Impossible, par ailleurs, de faire l’impasse sur les phénomènes du quiet quitting (démission silencieuse), du bore-out (rupture morale liée à l’ennui au travail) et du brown-out (lié à la perte de sens du poste), qui traduisent tous un état de démotivation et de désengagement avancé vis-à-vis du travail. Force est de constater que les inventions prétendument bienveillantes envers le personnel n’ont visiblement pas fait reculer le mal-être en milieu professionnel.

Privilégier l’autonomie

«L’une des clés pour parvenir à gérer ses équipes avec autorité et bienveillance, c’est la considération.» Traiter ses employés avec respect et estime permet en effet d’entretenir un lien sain entre cadres et subordonnés, poursuit Maxime Morand: «Un exemple que je donne souvent aux entreprises qui sollicitent mes services, c’est de permettre aux subordonnés d’exercer leur métier de façon autonome, en pleine considération de leurs compétences. Lorsque je fais le point avec un employé, c’est lui qui tient les rênes de la conversation.» 

Quant à l’organisation du travail, «il faut appliquer le principe de subsidiarité». Derrière ce terme un peu sibyllin se cache en fait un modèle assez simple: «Ce que l’employé ne peut pas faire, l’équipe le prend en charge, ce que l’équipe ne peut pas faire, c’est le département qui s’en charge et ainsi de suite», résume Maxime Morand.

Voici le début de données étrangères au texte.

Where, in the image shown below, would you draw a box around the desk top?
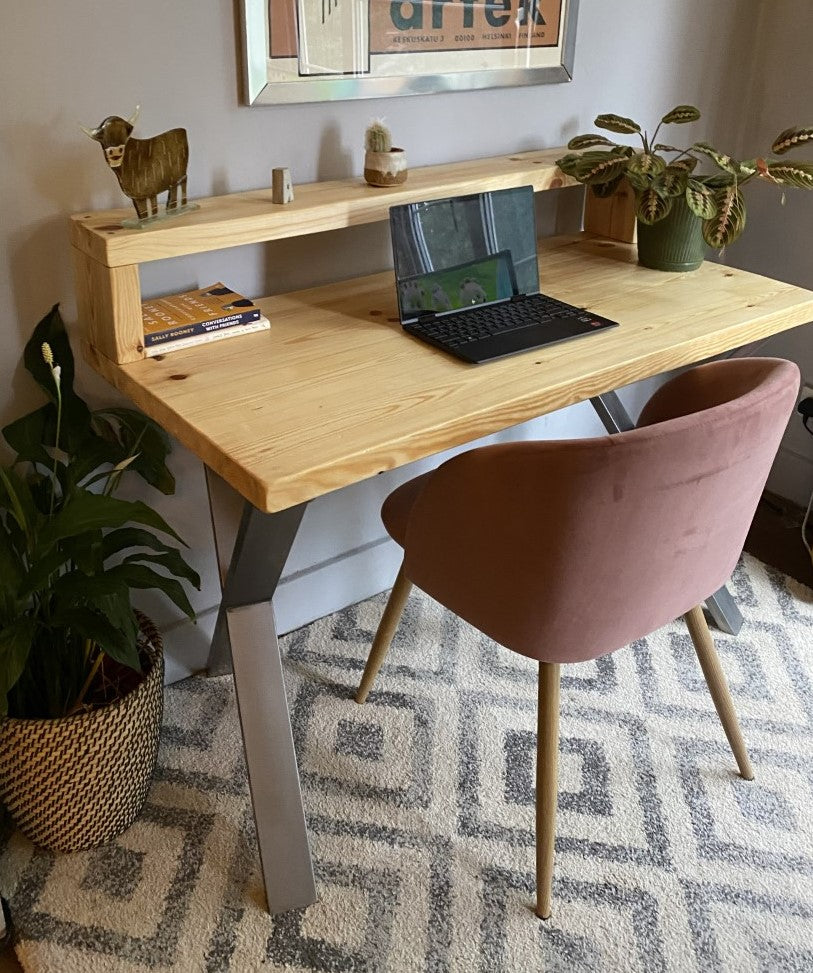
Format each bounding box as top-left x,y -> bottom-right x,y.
87,235 -> 813,511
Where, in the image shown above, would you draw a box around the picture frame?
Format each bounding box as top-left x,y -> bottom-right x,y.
241,0 -> 579,105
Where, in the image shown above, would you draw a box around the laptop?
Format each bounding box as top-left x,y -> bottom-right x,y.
390,186 -> 618,363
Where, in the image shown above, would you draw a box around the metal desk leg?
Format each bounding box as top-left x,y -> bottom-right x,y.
590,392 -> 743,635
206,470 -> 307,676
226,602 -> 316,913
206,470 -> 316,913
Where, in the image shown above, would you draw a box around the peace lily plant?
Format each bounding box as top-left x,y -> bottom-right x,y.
0,305 -> 200,718
557,105 -> 813,249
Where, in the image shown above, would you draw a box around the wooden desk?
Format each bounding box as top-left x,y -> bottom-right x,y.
89,237 -> 813,512
81,236 -> 813,911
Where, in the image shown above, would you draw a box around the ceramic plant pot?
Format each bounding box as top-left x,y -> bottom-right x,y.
638,197 -> 706,272
364,148 -> 407,186
0,615 -> 164,852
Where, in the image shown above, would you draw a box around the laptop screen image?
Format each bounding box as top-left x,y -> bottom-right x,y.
390,186 -> 616,364
390,186 -> 539,324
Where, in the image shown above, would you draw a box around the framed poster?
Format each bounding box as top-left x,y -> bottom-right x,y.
241,0 -> 578,105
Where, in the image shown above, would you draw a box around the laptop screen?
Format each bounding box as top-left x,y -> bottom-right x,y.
390,186 -> 539,324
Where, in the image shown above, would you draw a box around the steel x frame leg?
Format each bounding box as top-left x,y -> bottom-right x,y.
207,470 -> 316,913
590,392 -> 743,635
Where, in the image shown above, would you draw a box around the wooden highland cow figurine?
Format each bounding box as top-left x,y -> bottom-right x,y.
81,107 -> 198,226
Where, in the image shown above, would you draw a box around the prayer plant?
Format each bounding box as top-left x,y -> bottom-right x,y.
557,105 -> 813,249
0,305 -> 200,718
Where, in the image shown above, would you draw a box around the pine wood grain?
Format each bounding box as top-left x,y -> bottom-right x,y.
71,149 -> 576,267
82,236 -> 813,511
584,179 -> 637,243
71,247 -> 144,362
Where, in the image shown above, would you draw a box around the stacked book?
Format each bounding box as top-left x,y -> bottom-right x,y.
141,282 -> 271,358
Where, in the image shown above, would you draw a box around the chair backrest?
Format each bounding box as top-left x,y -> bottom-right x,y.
396,358 -> 799,662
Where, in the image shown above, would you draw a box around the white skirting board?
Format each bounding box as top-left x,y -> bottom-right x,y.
163,537 -> 402,685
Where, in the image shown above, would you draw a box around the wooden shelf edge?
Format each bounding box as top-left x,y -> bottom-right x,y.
71,148 -> 578,267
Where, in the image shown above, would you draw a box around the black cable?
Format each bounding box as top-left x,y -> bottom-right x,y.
796,396 -> 813,436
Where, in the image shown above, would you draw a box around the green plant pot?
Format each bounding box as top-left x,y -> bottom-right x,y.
638,197 -> 706,273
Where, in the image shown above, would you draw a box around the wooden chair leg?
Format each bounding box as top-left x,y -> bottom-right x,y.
536,662 -> 560,919
683,605 -> 754,780
356,564 -> 412,703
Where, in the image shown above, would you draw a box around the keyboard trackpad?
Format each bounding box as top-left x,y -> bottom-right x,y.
458,318 -> 598,362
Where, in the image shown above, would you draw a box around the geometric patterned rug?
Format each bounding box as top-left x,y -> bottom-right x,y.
0,556 -> 813,973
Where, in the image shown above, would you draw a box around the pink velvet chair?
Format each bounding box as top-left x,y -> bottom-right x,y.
356,358 -> 799,918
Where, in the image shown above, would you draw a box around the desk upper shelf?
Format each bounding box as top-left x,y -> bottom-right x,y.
71,148 -> 576,268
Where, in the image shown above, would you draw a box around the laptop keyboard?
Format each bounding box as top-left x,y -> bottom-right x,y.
407,294 -> 598,348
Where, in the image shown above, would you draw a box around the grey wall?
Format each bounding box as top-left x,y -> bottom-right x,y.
725,0 -> 813,505
0,0 -> 792,675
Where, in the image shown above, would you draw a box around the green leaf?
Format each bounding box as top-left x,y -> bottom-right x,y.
574,151 -> 629,186
669,155 -> 697,172
123,548 -> 200,591
0,615 -> 37,717
0,466 -> 41,537
102,527 -> 175,561
40,491 -> 184,548
653,166 -> 689,196
0,520 -> 25,626
763,160 -> 813,189
3,402 -> 56,467
107,563 -> 195,620
686,179 -> 717,220
689,142 -> 737,174
94,409 -> 175,495
628,152 -> 666,176
635,189 -> 672,226
771,127 -> 813,155
661,105 -> 700,125
556,152 -> 581,177
19,547 -> 68,598
703,185 -> 745,250
567,132 -> 616,149
96,585 -> 141,656
23,304 -> 90,436
594,114 -> 641,135
590,173 -> 624,199
52,605 -> 140,669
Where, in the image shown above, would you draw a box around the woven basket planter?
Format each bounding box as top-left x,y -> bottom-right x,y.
0,615 -> 164,851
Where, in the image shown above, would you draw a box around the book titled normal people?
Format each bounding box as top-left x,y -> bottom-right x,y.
141,281 -> 270,357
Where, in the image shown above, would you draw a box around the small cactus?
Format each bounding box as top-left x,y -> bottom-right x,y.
364,121 -> 392,152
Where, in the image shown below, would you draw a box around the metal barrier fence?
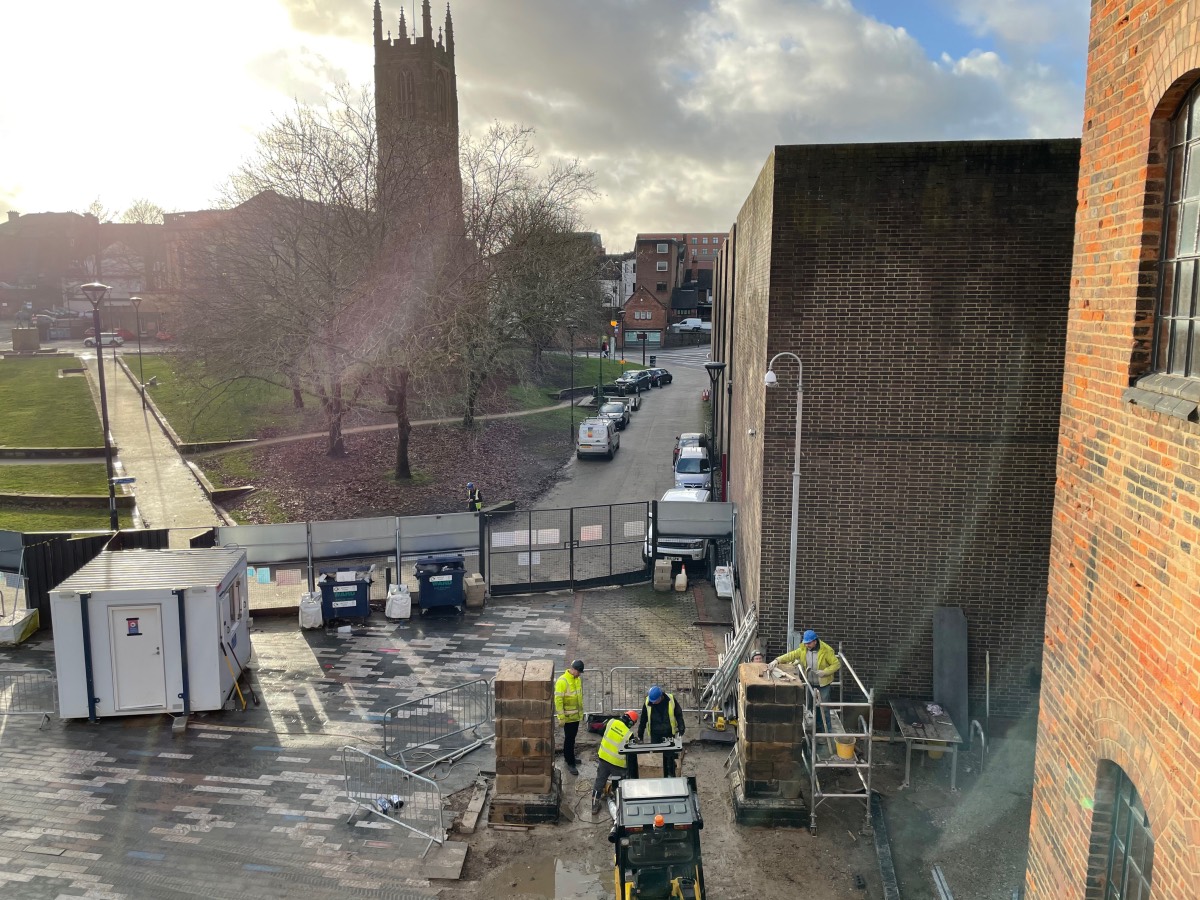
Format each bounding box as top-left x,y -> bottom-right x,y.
604,666 -> 712,713
383,679 -> 496,772
342,746 -> 446,857
0,668 -> 58,728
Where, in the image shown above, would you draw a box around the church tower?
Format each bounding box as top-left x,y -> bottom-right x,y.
374,0 -> 458,176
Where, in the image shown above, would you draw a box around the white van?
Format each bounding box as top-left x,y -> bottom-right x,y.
674,446 -> 713,491
642,487 -> 712,564
575,419 -> 620,460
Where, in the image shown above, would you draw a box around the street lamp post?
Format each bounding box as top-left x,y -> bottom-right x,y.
704,362 -> 725,499
763,350 -> 804,650
130,296 -> 146,409
79,281 -> 120,532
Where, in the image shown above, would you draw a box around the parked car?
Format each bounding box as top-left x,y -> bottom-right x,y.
642,487 -> 712,563
575,419 -> 620,460
674,446 -> 713,490
600,382 -> 642,412
596,400 -> 629,431
617,368 -> 652,391
671,431 -> 708,466
83,331 -> 125,347
646,368 -> 674,388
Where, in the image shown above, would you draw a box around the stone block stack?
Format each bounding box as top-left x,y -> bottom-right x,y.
730,662 -> 809,827
488,660 -> 563,824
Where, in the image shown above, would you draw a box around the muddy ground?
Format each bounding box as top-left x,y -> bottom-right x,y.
434,727 -> 1033,900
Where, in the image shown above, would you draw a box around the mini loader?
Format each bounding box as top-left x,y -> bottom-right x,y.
608,776 -> 704,900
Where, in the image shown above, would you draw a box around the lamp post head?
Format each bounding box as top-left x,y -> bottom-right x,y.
79,281 -> 108,306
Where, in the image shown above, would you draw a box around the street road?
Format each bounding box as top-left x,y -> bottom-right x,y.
538,346 -> 709,509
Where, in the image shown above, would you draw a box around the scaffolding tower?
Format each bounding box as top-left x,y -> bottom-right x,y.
797,643 -> 875,834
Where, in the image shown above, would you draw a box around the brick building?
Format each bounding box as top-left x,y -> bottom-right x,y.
713,140 -> 1079,713
1026,0 -> 1200,900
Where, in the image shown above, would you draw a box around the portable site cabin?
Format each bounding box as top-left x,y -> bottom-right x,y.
50,548 -> 251,721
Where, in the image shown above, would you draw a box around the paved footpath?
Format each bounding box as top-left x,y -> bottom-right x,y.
0,588 -> 720,900
79,354 -> 224,547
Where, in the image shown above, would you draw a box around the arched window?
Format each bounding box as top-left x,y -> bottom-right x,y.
1084,760 -> 1154,900
1153,84 -> 1200,378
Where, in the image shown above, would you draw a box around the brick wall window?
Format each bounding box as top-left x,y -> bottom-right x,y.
1154,85 -> 1200,378
1084,760 -> 1154,900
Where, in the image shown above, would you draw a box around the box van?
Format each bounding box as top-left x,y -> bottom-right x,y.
575,419 -> 620,460
676,446 -> 713,491
642,487 -> 710,564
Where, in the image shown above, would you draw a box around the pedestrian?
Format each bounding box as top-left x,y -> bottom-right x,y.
592,709 -> 637,815
554,659 -> 583,775
467,481 -> 484,512
772,629 -> 841,734
637,684 -> 686,778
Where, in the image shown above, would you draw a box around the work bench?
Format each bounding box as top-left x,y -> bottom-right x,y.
888,697 -> 962,791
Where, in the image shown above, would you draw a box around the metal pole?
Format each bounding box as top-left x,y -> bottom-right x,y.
130,296 -> 146,409
80,283 -> 120,532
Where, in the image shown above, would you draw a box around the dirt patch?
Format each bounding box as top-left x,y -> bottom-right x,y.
205,419 -> 572,523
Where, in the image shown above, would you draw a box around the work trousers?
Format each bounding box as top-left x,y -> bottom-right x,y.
563,722 -> 580,766
592,760 -> 625,797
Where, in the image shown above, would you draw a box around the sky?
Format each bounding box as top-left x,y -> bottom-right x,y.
0,0 -> 1090,252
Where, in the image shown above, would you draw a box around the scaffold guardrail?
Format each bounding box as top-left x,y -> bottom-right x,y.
342,746 -> 446,857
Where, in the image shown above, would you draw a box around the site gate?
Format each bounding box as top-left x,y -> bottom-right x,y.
480,500 -> 649,596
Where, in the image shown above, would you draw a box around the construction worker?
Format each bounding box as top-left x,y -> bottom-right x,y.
554,659 -> 583,775
467,481 -> 484,512
592,709 -> 637,815
637,684 -> 686,778
770,629 -> 841,734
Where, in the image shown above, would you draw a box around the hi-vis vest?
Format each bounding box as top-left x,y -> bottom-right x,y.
599,719 -> 630,768
554,672 -> 583,725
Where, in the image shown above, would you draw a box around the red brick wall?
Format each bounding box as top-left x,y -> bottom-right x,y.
715,140 -> 1079,712
1026,0 -> 1200,900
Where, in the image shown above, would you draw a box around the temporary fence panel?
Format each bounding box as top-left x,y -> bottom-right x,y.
607,666 -> 709,713
485,502 -> 649,595
383,679 -> 496,770
342,746 -> 446,857
0,668 -> 58,727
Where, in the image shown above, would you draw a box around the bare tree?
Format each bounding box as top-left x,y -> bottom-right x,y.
166,88 -> 457,456
448,122 -> 599,427
119,197 -> 166,224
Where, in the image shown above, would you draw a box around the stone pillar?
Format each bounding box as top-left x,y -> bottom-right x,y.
730,662 -> 809,827
488,660 -> 563,824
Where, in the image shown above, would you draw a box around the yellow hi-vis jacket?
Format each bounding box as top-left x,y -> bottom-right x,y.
554,670 -> 583,725
599,719 -> 630,768
775,641 -> 841,688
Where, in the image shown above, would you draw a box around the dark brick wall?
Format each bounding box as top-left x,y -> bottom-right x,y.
1026,0 -> 1200,900
730,140 -> 1079,712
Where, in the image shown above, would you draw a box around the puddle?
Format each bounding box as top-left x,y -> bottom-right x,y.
484,857 -> 607,900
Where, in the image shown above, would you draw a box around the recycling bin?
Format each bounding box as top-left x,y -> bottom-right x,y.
317,568 -> 371,623
413,553 -> 467,613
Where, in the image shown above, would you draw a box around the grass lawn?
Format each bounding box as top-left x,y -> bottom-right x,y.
0,504 -> 133,533
0,462 -> 108,497
143,353 -> 320,442
0,356 -> 104,446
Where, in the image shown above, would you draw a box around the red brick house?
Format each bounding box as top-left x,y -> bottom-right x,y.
1026,0 -> 1200,900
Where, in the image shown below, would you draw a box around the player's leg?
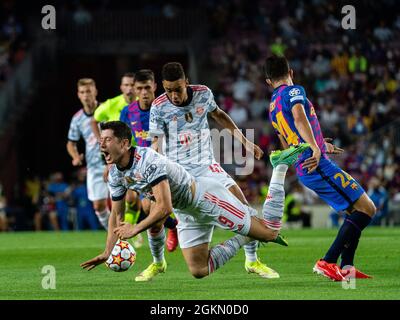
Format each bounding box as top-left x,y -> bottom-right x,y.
178,223 -> 250,279
299,159 -> 375,281
93,199 -> 110,230
262,143 -> 309,231
135,199 -> 167,282
205,163 -> 279,278
124,190 -> 140,224
86,167 -> 110,230
124,190 -> 144,249
228,183 -> 279,279
340,193 -> 376,277
86,210 -> 99,230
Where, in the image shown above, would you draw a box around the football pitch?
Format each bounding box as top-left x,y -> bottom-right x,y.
0,227 -> 400,300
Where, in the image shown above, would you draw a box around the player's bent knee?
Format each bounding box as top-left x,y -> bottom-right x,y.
93,201 -> 107,212
366,199 -> 376,217
149,224 -> 163,234
189,268 -> 208,279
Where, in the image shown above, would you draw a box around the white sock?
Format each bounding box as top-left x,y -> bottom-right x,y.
147,227 -> 165,263
262,164 -> 288,230
243,240 -> 258,262
96,208 -> 110,230
208,234 -> 250,274
269,164 -> 289,185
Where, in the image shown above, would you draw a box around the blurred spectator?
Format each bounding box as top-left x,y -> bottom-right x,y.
34,182 -> 60,231
47,172 -> 70,230
71,168 -> 99,230
368,177 -> 389,225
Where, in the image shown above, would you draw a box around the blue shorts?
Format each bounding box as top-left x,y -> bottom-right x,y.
298,158 -> 365,211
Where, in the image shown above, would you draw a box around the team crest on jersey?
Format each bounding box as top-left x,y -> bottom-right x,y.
124,176 -> 135,184
185,112 -> 193,122
289,88 -> 300,97
269,102 -> 275,112
196,107 -> 204,116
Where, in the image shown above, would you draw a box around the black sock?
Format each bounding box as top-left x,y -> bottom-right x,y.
164,216 -> 178,229
136,209 -> 147,223
323,211 -> 371,263
340,211 -> 371,268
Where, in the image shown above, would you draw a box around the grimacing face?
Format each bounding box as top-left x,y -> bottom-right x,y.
100,129 -> 129,165
78,84 -> 97,106
163,79 -> 189,106
134,80 -> 157,107
120,77 -> 135,103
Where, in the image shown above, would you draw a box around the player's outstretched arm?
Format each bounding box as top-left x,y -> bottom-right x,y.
114,179 -> 173,239
67,141 -> 83,166
90,117 -> 100,141
81,199 -> 125,271
292,103 -> 321,173
210,108 -> 264,160
324,138 -> 344,154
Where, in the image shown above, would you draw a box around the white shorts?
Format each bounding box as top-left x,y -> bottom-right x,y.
187,162 -> 236,189
174,177 -> 257,249
86,167 -> 108,201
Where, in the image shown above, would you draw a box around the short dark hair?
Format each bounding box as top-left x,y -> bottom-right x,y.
161,62 -> 186,81
100,121 -> 132,142
134,69 -> 154,82
264,55 -> 290,81
122,72 -> 135,78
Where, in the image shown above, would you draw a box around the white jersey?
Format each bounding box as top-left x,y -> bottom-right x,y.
68,109 -> 104,168
149,85 -> 218,172
108,147 -> 194,209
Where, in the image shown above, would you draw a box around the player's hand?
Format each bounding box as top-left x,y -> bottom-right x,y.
245,141 -> 264,160
103,164 -> 111,182
324,138 -> 344,154
72,153 -> 83,167
80,252 -> 108,271
303,148 -> 321,173
114,222 -> 136,240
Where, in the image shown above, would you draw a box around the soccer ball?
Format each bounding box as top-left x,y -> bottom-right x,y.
106,240 -> 136,272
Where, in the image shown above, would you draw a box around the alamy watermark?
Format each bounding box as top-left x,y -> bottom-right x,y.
41,265 -> 56,290
42,4 -> 56,30
153,124 -> 254,175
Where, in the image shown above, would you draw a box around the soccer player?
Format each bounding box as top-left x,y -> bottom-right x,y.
91,72 -> 143,240
120,69 -> 178,256
264,56 -> 376,281
150,62 -> 279,278
67,78 -> 110,230
81,121 -> 309,278
92,72 -> 136,140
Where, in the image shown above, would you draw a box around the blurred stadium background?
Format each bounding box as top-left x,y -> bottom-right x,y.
0,0 -> 400,231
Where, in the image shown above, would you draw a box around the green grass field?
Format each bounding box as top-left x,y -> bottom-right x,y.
0,227 -> 400,300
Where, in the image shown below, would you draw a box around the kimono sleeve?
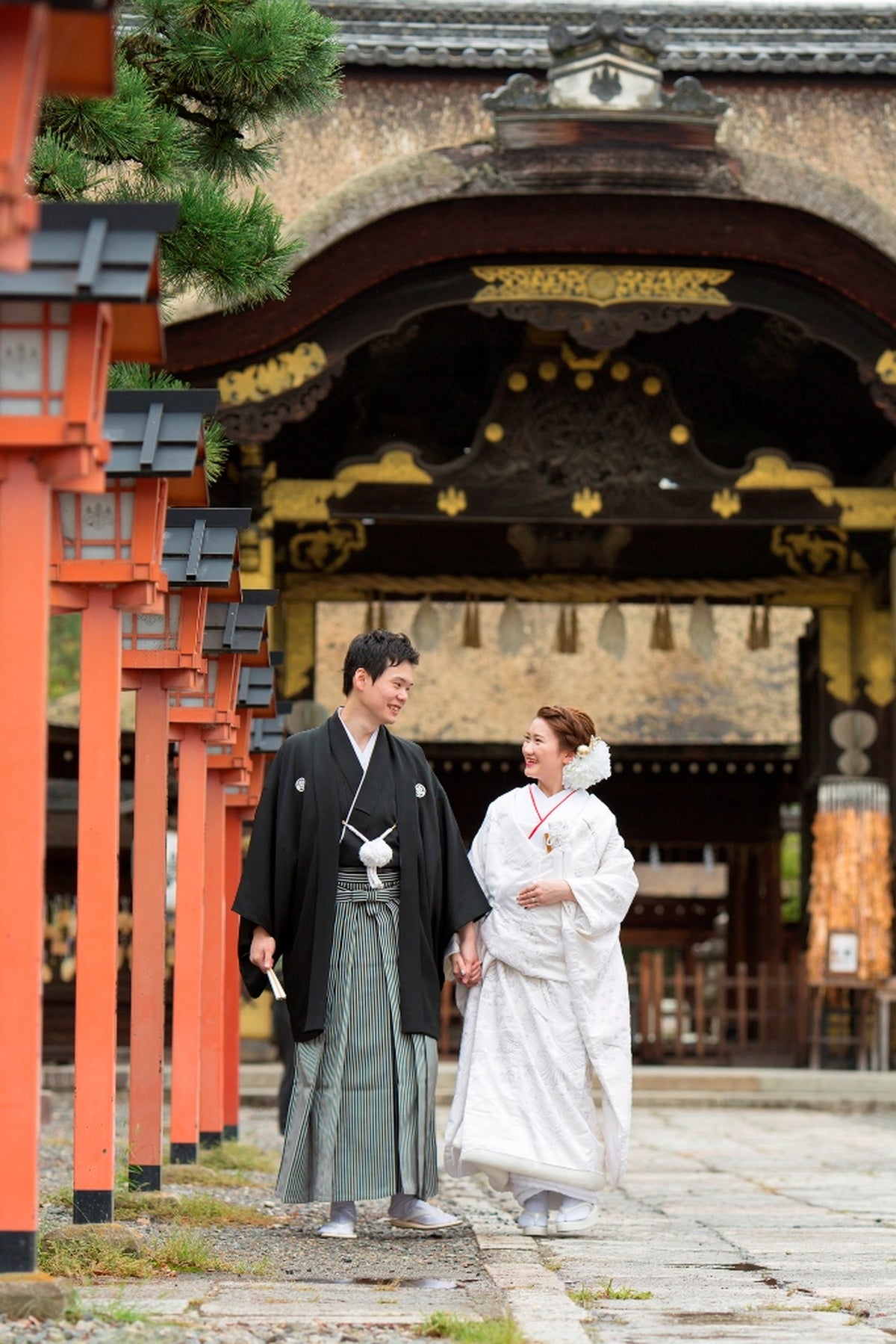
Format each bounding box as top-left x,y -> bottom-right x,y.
469,806 -> 491,896
432,775 -> 491,946
231,747 -> 284,999
567,821 -> 638,938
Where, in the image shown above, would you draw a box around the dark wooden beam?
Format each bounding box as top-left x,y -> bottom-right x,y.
167,195 -> 896,380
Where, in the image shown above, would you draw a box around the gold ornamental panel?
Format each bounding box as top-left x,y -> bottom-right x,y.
473,264 -> 733,308
217,341 -> 326,406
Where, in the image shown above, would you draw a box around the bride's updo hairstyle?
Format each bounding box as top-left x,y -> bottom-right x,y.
536,704 -> 595,752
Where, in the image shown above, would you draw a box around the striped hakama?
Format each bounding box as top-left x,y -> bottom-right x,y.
277,870 -> 438,1204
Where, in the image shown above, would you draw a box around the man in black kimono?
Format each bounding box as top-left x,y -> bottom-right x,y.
234,631 -> 489,1236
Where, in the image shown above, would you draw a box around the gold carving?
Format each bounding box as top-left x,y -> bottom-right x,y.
217,341 -> 326,406
264,480 -> 356,523
264,448 -> 432,523
572,485 -> 603,518
771,525 -> 850,577
812,485 -> 896,532
874,350 -> 896,385
435,485 -> 466,518
473,264 -> 732,308
818,585 -> 893,708
336,448 -> 432,485
735,453 -> 833,491
560,341 -> 612,372
289,518 -> 367,574
711,485 -> 740,518
239,444 -> 264,468
856,592 -> 893,707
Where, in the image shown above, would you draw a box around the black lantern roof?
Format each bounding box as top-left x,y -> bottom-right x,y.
249,700 -> 293,755
203,589 -> 278,653
161,508 -> 251,587
102,388 -> 217,476
237,666 -> 274,710
0,202 -> 180,304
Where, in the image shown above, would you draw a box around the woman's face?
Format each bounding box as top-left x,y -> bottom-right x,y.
523,719 -> 572,790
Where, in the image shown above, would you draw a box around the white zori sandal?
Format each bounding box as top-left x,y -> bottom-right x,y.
317,1199 -> 358,1240
558,1196 -> 600,1236
388,1195 -> 461,1233
516,1189 -> 548,1236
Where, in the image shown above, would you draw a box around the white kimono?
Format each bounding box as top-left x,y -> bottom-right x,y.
445,785 -> 638,1201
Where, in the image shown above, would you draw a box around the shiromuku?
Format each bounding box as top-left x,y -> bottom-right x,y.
446,705 -> 637,1235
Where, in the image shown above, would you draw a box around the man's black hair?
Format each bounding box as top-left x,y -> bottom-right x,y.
343,631 -> 420,695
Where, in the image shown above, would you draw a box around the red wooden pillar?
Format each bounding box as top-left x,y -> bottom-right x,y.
128,672 -> 168,1189
72,585 -> 121,1223
0,453 -> 50,1273
199,769 -> 225,1148
224,794 -> 246,1139
170,723 -> 207,1164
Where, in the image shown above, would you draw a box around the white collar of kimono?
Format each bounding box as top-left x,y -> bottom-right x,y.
336,705 -> 380,774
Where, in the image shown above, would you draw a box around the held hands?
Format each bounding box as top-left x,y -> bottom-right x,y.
516,878 -> 575,910
451,923 -> 482,989
249,925 -> 277,970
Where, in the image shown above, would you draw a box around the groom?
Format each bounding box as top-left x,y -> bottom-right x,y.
234,631 -> 489,1236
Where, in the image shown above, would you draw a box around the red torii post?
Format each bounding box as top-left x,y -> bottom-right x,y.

L’autonomisation des collaborateurs est également préconisés par les auteurs de «La comédie (In)humaine». Une partie nettement trop importante du temps de travail est aujourd’hui saisie par les réunions inutiles, à tel point que certains attendraient le week-end pour pouvoir enfin faire ce pour quoi ils ont été embauchés.

Des séances à rallonge

Non seulement les réunions grignotent copieusement le temps de travail des salariés mais, en plus, elles traduisent un certain manque de confiance des cadres et une volonté de contrôle procédurier, qui ne laisse que peu d’espace au libre-arbitre de chacun. Dans une telle situation, les employés se sentent infantilisés et se retrouvent incapables d’exécuter des tâches autrement que de manière machinale.

Pour y remédier, Maxime Morand table sur une meilleure préparation des leaders, qui manquent parfois de savoir-faire en matière de gestion. Un constat partagé par Nicolas Bouzou et Julia de Funès, qui soulignent toutefois que les salariés doivent aussi prendre leurs responsabilités et oser dénoncer les dérives de pratiques managériales faussement bénéfiques ou carrément avilissantes.